There's a new feeling of frustration and even anger that defies normal depression at this point. What I used to vent, now I just let go. For everything I let go, a little chemtrail of it finds it's way back to me. All those little pieces find a hidey-hole somewhere inside and collect and grow together and I'm afraid they'll get too big and burst forth one day, misdirected at some uneventful bullshit.
But today... today was a real event. Today was important.
I made a promise to my Mother and my wife and our daughter; That kind of horrible fucking funeral would NEVER happen to anyone or their grieving families ever again if I could help it, if I were in charge.
But I'm not. Because for the second time, I failed the Alabama State Laws, Rules, and Regulations Exam pertaining to Funeral Service. And I sat there and looked at that screen that said FAIL and I cried and I punched the desk and I tried to hold it in so I could get out of there quickly and not disturb other test takers but...
I've complained all day since I got out, and with good reason, I think. There were a lot of of questions that were either misleading themselves, had misleading multiple choice answers, or had multiple choice answers that could have been more than one answer. Now, maybe you're saying that tests are supposed to be a little misleading so it makes sure you know or don't know the LAW, but the point is that it's THE LAW. It's supposed to be clear and direct, and in funeral service there's no "maybes."
I called Pearson Vue and complained and they told me to contact the International Conference of Funeral Service Examining Boards. They gave me their number three times and each time it was the same Fax number. Eventually I looked online and called the Conference that way, and they said to call the Alabama Board of Funeral Service. So I called them, and of course no one answered.
Regardless, in the end, it's my fault. I have to own and accept that. Out of 50 questions, I only got 34 right and that's not enough to pass.
I went to Jeff State and asked one of my teachers WTF I should do and she was flabbergasted I didn't pass. She said that I'm only the 2nd student she can remember to fail the State Law Exam more than once.
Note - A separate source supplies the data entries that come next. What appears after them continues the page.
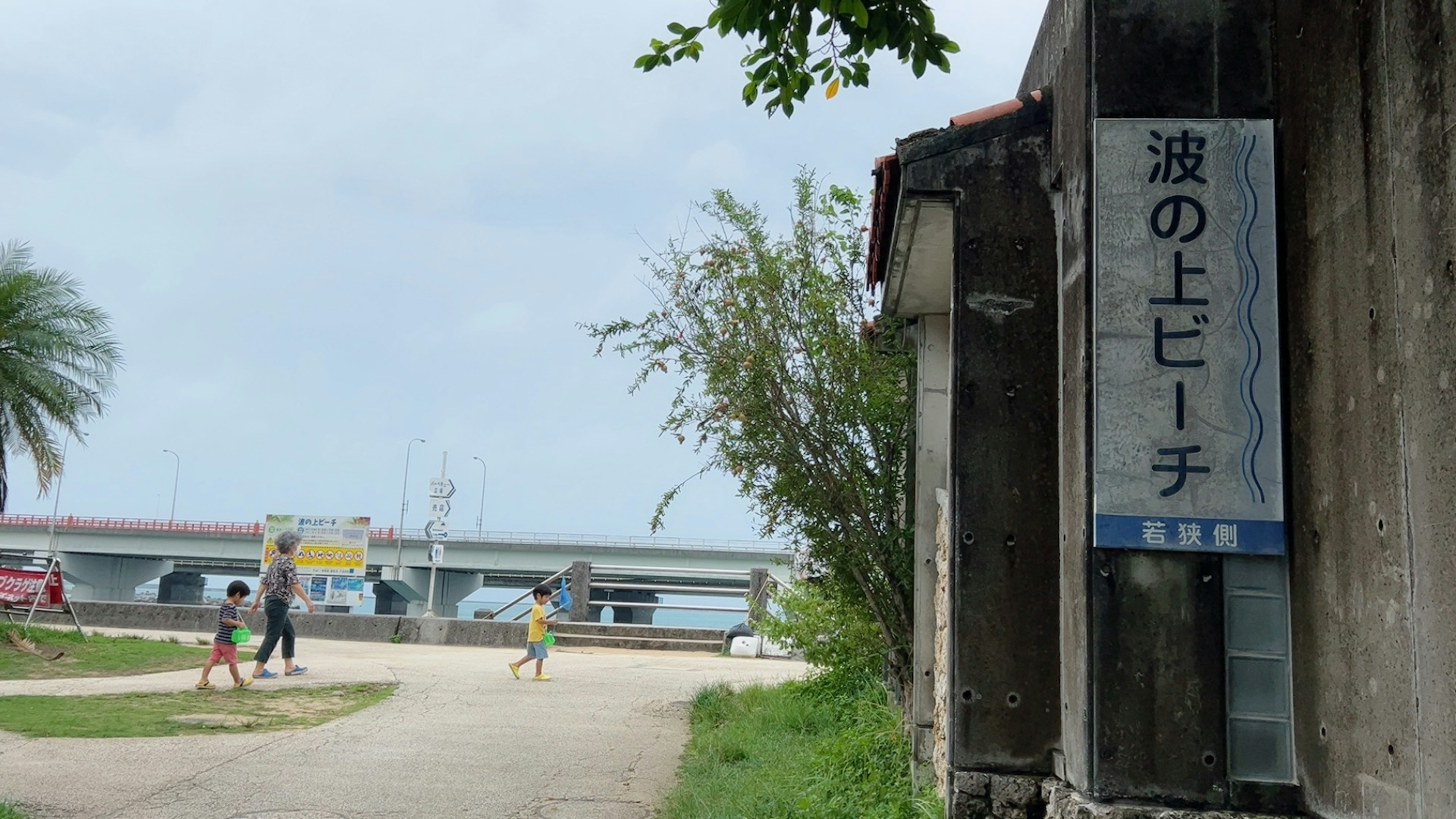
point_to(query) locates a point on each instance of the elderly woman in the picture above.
(277, 591)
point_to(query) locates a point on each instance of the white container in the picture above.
(772, 649)
(743, 648)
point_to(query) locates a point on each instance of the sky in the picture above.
(324, 229)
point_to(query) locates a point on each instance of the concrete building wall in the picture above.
(931, 479)
(1368, 95)
(941, 717)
I feel like hell. I don't feel very depressed or hollow, I just don't know what to do now, except... just keep swimming. To take arms against these slings and arrows of outrageous fortune and say, NO, fuck you, Hamlet, I will be and will continue to be until I can be no longer. Elizabeth said tonight that no one is a failure until they quit trying, and goddamn I have quit a lot of things.
But not this. Not yet. I owe it to too many people to give up until I'm ready to give up forever.